The Spirit of God drives Jesus out into the desert for forty days and forty nights. According to Mark’s Gospel, this happened immediately after Jesus’ baptism by John in the Jordan, when the Spirit descended upon him in the form of a dove and a voice came from the heavens saying: “You are my beloved Son. On you my favour rests.” This same Spirit drove Jesus into the desert among the wild beasts for forty days and forty nights to be tempted by Satan and ministered to by Angels. His time in the desert was meant to ready him for his public ministry.
The number forty is significant in the Scripture. During the time of Noah and the flood, it rained for forty days and forty nights. Moses spent forty days and forty nights at Mount Sinai receiving the Law. The Jews wandered in the desert for forty years. Elijah walked for forty days and forty nights to reach Mount Horeb. Jesus’ spending forty days and forty nights in the desert tells us that his message flows from and is in continuity with the great events of salvation history. It tells that Jesus stands in the great line of Moses, Elijah and all the prophets, culminating on the ministry of the Baptizer himself.
Jesus’ message is simple and straightforward; “This is the time of fulfillment. The kingdom of God is at hand. Repent and believe in the Gospel.” It was in the desert that this message crystallized in his mind. Only after he overcame every sort of temptation thrown at him by Satan, was he able to see with clarity the message His Father in heaven was asking Him to preach.
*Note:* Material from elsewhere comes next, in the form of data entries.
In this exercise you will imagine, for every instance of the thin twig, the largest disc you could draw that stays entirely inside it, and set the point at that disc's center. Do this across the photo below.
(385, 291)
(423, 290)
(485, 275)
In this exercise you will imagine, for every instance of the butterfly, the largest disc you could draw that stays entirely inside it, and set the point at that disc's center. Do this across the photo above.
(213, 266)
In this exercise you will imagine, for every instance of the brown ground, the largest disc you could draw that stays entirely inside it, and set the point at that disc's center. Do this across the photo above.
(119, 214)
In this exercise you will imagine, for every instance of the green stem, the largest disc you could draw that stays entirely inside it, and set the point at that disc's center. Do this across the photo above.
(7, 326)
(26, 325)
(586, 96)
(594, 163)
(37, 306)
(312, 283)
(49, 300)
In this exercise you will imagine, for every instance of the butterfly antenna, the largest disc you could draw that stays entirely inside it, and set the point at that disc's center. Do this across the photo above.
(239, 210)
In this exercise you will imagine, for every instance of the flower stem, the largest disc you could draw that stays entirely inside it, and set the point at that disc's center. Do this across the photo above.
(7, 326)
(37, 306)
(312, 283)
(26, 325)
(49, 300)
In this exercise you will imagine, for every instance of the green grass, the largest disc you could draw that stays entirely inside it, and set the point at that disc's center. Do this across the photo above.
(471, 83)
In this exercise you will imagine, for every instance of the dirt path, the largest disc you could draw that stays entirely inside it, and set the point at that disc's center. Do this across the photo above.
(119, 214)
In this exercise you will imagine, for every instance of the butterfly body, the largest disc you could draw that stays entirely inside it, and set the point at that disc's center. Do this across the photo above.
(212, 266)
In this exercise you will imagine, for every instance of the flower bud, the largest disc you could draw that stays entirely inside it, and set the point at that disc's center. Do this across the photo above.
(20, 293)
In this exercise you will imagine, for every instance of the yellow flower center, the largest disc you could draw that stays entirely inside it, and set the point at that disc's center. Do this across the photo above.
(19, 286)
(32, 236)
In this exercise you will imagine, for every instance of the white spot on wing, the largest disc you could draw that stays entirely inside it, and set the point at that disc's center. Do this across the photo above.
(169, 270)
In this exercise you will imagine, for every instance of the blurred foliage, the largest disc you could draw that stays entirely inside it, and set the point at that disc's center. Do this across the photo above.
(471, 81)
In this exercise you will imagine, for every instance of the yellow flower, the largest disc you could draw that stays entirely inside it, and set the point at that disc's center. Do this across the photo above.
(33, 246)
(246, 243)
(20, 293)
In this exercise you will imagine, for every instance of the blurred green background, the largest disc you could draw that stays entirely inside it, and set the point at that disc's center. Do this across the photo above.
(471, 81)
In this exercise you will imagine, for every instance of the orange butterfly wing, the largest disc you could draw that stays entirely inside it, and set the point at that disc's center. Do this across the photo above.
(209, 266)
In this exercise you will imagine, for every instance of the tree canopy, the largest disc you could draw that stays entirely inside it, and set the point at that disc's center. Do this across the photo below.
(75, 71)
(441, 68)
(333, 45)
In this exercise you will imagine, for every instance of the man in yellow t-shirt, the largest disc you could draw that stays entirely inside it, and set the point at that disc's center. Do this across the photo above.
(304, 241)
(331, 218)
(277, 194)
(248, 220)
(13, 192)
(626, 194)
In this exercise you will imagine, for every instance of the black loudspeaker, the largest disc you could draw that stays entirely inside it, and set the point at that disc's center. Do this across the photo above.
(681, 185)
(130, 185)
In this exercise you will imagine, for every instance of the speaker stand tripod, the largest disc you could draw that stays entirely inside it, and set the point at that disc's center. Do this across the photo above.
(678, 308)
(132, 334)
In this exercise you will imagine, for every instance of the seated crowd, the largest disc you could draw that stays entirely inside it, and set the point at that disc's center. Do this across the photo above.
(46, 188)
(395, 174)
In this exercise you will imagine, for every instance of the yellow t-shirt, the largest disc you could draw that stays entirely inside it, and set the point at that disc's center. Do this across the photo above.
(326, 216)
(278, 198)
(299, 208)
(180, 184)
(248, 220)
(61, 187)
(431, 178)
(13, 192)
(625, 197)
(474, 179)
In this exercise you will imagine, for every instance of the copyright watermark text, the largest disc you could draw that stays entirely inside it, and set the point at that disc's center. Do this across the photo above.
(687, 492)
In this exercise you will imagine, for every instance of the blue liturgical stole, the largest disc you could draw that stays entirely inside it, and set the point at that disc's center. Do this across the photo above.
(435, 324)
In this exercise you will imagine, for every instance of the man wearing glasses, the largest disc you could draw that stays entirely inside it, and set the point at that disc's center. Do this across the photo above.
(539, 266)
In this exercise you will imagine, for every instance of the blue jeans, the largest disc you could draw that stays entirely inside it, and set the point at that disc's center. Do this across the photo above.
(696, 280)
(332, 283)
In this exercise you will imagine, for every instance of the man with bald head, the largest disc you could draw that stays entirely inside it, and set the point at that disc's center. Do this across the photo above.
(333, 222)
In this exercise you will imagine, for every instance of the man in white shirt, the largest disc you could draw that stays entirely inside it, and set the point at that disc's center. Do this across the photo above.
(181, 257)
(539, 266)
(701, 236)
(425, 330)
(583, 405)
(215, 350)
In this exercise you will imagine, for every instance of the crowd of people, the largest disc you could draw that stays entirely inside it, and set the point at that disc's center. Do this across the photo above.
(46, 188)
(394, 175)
The Kingdom of God was at hand, because Jesus, the beloved Son of God, was in their midst.
Jesus said “no” to temptation but was able to say “yes” in Gethsemane because He desired to do His Father’s Will.
Lent shows us that when we desire God’s Will we will always make the right choices. It is this desire to do God’s Will that will change us forever. It’s the magic of Lent. If we must give up something, let’s give up who we have been for who we can become.
A few years ago, an Italian newspaper carried a story about a young couple in Milan who seemed particularly devoted in their worship. The couple spent an hour or more on a regular basis sitting before a statue of the Blessed Virgin Mary. The priest who noticed them assumed they were praying very devotedly. But it turned out, that this young couple was recharging their cell phone. They had noticed an electrical socket behind the statue of the Virgin Mary. Whenever their phone’s power supply dwindled, the young people came to the church and re-charged it from the cable behind the statue.
How are we going to re-charge our spiritual life during this Lent? Let’s be sincere. We will be happy during Easter.